To długa tradycja, że w okolicach święta Wszystkich Świętych ratownicy górscy grupy karkonoskiej, jak również przewodnicy sądeccy, udają się na symboliczny cmentarzyk, który znajduje się w Kotle Łomniczki pod Śnieżką, przy czerwonym szlaku - mów Grzegorz Tarczewski, zastępca naczelnika Grupy Karkonoskiej GOPR.
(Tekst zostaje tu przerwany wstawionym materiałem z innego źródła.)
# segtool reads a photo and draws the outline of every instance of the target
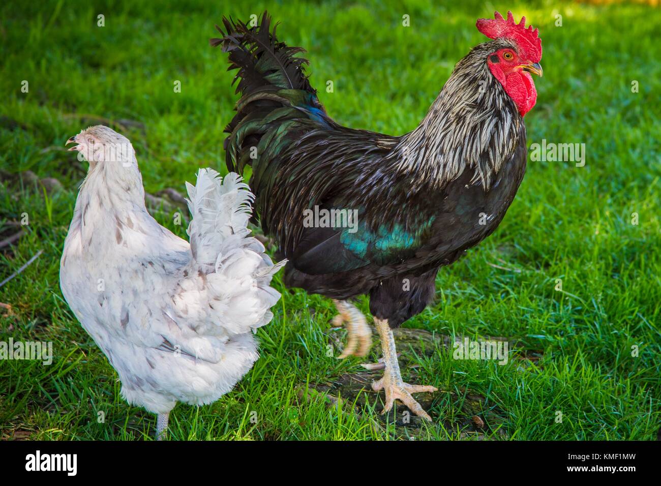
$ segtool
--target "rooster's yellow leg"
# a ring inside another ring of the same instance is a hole
[[[346,358],[348,356],[365,356],[369,351],[371,346],[371,331],[362,313],[358,308],[346,300],[333,300],[337,311],[339,313],[333,319],[333,325],[341,326],[346,324],[348,333],[346,345],[342,350],[340,358]]]
[[[420,403],[416,401],[411,393],[421,391],[436,391],[438,388],[426,385],[409,385],[402,381],[402,374],[399,371],[397,361],[397,352],[395,348],[395,338],[387,320],[375,319],[374,323],[381,337],[381,345],[383,349],[383,364],[385,365],[383,378],[372,384],[375,391],[385,391],[385,405],[383,413],[393,408],[395,400],[399,400],[410,409],[418,417],[432,421],[432,418],[422,409]]]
Symboliczny cmentarz upamiętnia ludzi gór. Tych, którzy zginęli tragicznie realizując pasje oraz osoby, które miały ważny udział w rozwoju turystyki i ratownictwa w Karkonoszach. 

Swoją tablicę mają tam m.in. Wanda Rutkiewicz czy himalaiści oraz ratownicy Horskiej Slużby - Jan Mesner i Stefan Spusta. Zginęli oni na zboczach Śnieżki, kiedy szli z pomocą rannemu turyście.
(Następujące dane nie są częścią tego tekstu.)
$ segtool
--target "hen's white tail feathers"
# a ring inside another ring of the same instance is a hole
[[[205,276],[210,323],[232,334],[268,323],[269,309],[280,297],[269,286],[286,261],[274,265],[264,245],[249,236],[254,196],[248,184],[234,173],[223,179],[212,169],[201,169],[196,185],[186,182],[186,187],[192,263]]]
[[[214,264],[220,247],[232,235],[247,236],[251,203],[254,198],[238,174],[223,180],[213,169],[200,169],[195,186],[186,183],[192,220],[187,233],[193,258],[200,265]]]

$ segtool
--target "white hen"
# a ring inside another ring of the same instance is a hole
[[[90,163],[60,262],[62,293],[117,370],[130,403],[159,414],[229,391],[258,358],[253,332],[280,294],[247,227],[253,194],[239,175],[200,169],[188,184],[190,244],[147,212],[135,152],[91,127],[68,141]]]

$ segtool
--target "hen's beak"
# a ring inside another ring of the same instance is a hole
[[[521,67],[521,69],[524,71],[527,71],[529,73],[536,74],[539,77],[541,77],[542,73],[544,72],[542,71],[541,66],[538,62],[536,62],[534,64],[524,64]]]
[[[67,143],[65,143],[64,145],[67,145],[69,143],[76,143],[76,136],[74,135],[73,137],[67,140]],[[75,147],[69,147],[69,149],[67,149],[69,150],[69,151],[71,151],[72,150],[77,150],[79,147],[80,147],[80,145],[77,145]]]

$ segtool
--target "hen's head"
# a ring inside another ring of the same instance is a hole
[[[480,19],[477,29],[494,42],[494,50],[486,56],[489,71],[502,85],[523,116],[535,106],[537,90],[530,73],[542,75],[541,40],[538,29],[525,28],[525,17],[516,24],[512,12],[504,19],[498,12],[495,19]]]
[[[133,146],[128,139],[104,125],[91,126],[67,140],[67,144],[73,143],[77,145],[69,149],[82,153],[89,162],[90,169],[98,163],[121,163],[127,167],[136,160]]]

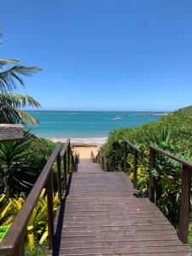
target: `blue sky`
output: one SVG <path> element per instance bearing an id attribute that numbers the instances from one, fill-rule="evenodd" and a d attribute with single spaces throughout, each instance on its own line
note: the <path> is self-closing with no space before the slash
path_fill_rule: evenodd
<path id="1" fill-rule="evenodd" d="M 44 70 L 19 92 L 42 109 L 192 105 L 191 0 L 3 0 L 1 58 Z"/>

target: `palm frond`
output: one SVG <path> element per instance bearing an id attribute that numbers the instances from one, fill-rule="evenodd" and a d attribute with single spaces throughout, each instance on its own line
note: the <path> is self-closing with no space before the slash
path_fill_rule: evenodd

Na cmentarzu zainstalowane są tablice wielu znamienitych osób, które uległy śmierci w górach lub bardzo mocno były związane z górami. Nasze odwiedziny tego miejsca to taki czas wspomnień, czas zadumy i bycia z tymi osobami. Chociaż przez tą krótką chwilę, kiedy właśnie tam w otoczeniu gór jesteśmy. I oczywiście zapalenie symbolicznego znicza - dodaje Tarczewski.